Et ce jusqu’aux endroits les moins accessibles… De l’index, je commande le système haute-fidélité et n’assiste pourtant pas à la Traviata comme si j’y étais assis en première loge à la Scala de Milano. Non, nanana, je revis les heures de Woodstock la tête contre un haut-parleur… Quelle importance quand les trains avant et arrière sont dessinés en épures de géométrie torique, apportant une indéfectible angoisse dans les virages et un confort précaire ? La climatisation illusoire me comble d’ailleurs de toute la tempérance à laquelle j’aspire chaudement…
Je subis la Morgan Aéro. Je prends enfin, le temps de ma vie avant de la perdre… C’est le message subliminal de Morgan dans la vidéo ou Jon Wells, responsable du design des voitures pour le constructeur automobile britannique, s’installe au volant d’une Morgan Aero 8… Simultanément, Rich Goodwin, pilote de voltige britannique prend place quant à lui à bord de son avion… Cette “affaire” surréaliste se déroule sur l’aéroport désaffecté de Bruntingthorpe et s’achève sur une passe frontale entre la voiture et l’avion de voltige, une vidéo qui n’a pas d’autre but que celui du plaisir des yeux !

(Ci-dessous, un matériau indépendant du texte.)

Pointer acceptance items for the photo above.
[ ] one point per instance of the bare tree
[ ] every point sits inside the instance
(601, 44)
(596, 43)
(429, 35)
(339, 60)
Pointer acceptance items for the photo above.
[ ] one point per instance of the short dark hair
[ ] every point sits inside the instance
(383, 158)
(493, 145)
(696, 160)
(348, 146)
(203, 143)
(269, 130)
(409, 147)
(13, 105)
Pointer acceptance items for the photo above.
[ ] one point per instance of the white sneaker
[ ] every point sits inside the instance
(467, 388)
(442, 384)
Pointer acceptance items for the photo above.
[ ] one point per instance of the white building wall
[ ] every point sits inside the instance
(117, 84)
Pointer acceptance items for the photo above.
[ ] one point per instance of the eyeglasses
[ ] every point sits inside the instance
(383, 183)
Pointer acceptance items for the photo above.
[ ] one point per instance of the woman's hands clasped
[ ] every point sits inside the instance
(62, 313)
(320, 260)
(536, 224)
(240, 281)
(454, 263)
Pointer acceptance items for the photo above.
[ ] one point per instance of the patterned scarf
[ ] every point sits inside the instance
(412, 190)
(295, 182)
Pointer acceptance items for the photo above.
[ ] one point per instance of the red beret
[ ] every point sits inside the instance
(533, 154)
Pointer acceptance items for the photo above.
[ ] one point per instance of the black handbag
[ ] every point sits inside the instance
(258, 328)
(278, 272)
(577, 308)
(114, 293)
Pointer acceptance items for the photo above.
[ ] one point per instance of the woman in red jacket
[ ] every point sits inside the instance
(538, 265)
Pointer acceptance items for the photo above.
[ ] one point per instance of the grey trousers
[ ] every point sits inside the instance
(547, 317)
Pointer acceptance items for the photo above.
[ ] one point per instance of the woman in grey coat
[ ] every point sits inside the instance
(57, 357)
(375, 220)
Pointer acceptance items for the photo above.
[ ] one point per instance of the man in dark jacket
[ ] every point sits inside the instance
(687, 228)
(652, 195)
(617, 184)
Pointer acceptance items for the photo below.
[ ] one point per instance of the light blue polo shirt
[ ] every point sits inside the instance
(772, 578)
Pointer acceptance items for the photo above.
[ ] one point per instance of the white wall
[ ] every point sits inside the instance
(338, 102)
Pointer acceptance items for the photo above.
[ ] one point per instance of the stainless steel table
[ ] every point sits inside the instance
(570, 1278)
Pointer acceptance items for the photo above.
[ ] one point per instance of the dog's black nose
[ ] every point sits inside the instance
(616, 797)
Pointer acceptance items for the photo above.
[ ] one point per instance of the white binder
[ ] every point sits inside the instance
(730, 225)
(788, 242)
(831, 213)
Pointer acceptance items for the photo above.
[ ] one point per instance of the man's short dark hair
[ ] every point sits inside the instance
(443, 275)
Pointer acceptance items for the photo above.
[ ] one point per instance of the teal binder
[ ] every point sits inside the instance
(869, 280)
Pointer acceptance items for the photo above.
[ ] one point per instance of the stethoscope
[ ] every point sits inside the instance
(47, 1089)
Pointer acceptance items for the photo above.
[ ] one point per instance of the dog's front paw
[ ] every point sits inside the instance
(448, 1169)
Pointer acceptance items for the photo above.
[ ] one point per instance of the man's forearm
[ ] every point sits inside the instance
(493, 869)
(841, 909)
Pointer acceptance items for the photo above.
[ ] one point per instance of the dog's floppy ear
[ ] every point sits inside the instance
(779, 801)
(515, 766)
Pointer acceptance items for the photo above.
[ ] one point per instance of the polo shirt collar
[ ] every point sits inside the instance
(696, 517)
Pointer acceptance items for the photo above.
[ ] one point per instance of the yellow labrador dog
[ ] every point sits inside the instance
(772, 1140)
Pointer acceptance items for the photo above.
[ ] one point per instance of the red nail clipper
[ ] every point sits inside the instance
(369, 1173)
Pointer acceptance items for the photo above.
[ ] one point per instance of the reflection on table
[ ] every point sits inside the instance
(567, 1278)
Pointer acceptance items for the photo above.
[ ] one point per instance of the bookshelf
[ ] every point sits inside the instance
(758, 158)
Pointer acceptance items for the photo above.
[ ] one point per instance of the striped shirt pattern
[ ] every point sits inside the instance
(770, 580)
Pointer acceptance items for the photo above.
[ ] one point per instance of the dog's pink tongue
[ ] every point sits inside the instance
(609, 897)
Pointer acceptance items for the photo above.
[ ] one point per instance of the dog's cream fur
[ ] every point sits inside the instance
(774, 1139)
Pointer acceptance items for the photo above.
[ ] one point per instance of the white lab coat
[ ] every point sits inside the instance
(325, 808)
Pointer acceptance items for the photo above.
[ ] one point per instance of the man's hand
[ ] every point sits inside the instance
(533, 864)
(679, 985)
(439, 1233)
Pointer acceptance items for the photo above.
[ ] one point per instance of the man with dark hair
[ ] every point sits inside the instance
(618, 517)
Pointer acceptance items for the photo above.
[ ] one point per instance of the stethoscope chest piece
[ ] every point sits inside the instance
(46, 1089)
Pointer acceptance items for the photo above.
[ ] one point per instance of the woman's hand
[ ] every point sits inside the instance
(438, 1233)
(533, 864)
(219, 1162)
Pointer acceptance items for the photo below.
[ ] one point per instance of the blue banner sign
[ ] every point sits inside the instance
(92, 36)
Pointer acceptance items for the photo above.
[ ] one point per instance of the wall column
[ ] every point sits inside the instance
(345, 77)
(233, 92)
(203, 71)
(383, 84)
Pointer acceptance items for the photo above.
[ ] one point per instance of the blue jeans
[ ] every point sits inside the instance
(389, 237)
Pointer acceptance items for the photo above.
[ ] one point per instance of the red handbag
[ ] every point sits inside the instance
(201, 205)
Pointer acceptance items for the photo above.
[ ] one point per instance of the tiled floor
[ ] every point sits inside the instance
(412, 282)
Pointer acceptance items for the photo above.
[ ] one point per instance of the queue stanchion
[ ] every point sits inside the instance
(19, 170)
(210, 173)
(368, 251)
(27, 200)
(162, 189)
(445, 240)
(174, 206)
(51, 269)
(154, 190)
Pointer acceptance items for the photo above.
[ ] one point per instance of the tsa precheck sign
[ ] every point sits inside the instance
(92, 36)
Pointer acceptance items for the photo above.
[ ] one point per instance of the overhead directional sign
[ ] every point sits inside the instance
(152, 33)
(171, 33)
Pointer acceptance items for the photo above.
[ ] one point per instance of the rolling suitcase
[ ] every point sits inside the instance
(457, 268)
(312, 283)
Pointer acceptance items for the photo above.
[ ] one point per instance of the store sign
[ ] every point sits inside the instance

Fabuleusement inconséquent, de regarder et d’en redemander, démontre à l’envi que je suis un vrai sale pur humain… Oui… et je me f… de tout…, la vie des autres ne me concerne plus… Je tente de m’en sortir et c’est déjà pas mal, j’en ai fini des prêches moralement politiquement-correctes, je me situe dans l’allant “carpe diem” ambiant sans l’ombre d’un remord et je croque là dedans comme dans une pâtisserie délicieuse tout en ne considérant en aucun cas ni contrecoups, ni corollaires ni séquelles…
Le futur ne m’intéresse plus du tout, j’habille le tout de cette déclaration d’indépendance pour ne pas carrément dire d’intention : “Ce n’est pas mon problème”… et je préfère sembler mesquin que torturé. En somme ce n’est qu’un peu d’humilité et de clairvoyance que de décider de n’être pas une des épaules de soutien du monde… et puis avant ce sursaut de clairvoyance, j’étais épuisé, et triste, et imbécile d’une autre manière, quoique sans doute moins coûteuse, bouffant, buvant et baisant tout en ruminant que ce qui est pris n’est plus à prendre…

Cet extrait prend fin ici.